Il vero problema è di rasserenare gli animi, anche per non rischiare che la rabbia verso la politica si colleghi in qualche modo al rifiuto altrettanto irragionevole degli immigrati. Da cattolici democratici ci dobbiamo assumere il compito unificante di ammettere che si possa scegliere e votare diversamente senza farne una questione morale oltre che politico-partitica in senso divisivo.

Dobbiamo sostenere un confronto critico per aiutare davvero i cattolici, loro più di altri, a votare come credono ma con la convinzione di aver fatto la scelta migliore per il loro Paese e non invece di aver agito per rendere più forte o più debole Renzi e il suo governo.

 

Nicolò Fornasir

Centro Studi sen. Antonio Rizzatti – Gorizia

 

 

 

 

One Comment

  1. Condivido lo sconcerto di Fornasir per l’acredine che troppo spesso caratterizza il confronto tra i favorevoli e i contrari alla riforma della costituzione. E che non ci si aspetterebbe soprattutto nella discussione – per quanto appassionata – tra chi condivide valori fondamentali.

    Capisco anche che chi teme che sia a rischio la democrazia si accalori di più di chi vede nella riforma un possibile miglioramento, ma non una panacea per il buon funzionamento delle istituzioni.

    Non pretendo di trovare le ragioni di atteggiamenti eccessivamente aspri, ma provo ad azzardare una ipotesi: la eccessiva sicurezza della fondatezza delle proprie opinioni.
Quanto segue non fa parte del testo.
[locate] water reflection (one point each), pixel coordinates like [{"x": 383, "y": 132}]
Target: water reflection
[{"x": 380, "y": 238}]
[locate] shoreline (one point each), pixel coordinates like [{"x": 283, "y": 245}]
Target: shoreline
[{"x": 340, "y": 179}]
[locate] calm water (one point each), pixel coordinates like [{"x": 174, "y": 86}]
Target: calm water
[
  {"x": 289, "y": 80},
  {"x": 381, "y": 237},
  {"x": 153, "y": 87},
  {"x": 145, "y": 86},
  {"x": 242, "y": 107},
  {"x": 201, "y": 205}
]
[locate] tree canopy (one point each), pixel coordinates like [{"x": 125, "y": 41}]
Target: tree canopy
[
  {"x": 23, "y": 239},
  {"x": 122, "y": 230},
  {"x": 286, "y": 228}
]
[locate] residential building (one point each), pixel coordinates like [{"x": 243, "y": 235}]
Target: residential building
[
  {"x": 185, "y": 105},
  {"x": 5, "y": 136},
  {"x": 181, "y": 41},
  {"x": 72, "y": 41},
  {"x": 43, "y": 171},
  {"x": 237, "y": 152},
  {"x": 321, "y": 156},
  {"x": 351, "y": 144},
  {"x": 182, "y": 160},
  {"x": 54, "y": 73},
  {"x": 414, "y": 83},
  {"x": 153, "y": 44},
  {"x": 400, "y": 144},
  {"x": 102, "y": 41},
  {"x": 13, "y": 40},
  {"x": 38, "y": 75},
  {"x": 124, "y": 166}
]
    Forse gioverebbe tener presente che è giusto essere decisi nell’affermazione dei principi: ma quando si tratta di scegliere i mezzi concreti per realizzare praticamente i principi si entra nel campo dell’opinabile, in particolare quando si tratta di contemperare esigenze contrastanti. Altrimenti non si spiegherebbe come persone capaci e preparate possano dare valutazioni opposte su specifici provvedimenti.

    Sempre che le prese di posizione non siano motivate da ragioni pregiudiziali al merito delle questioni.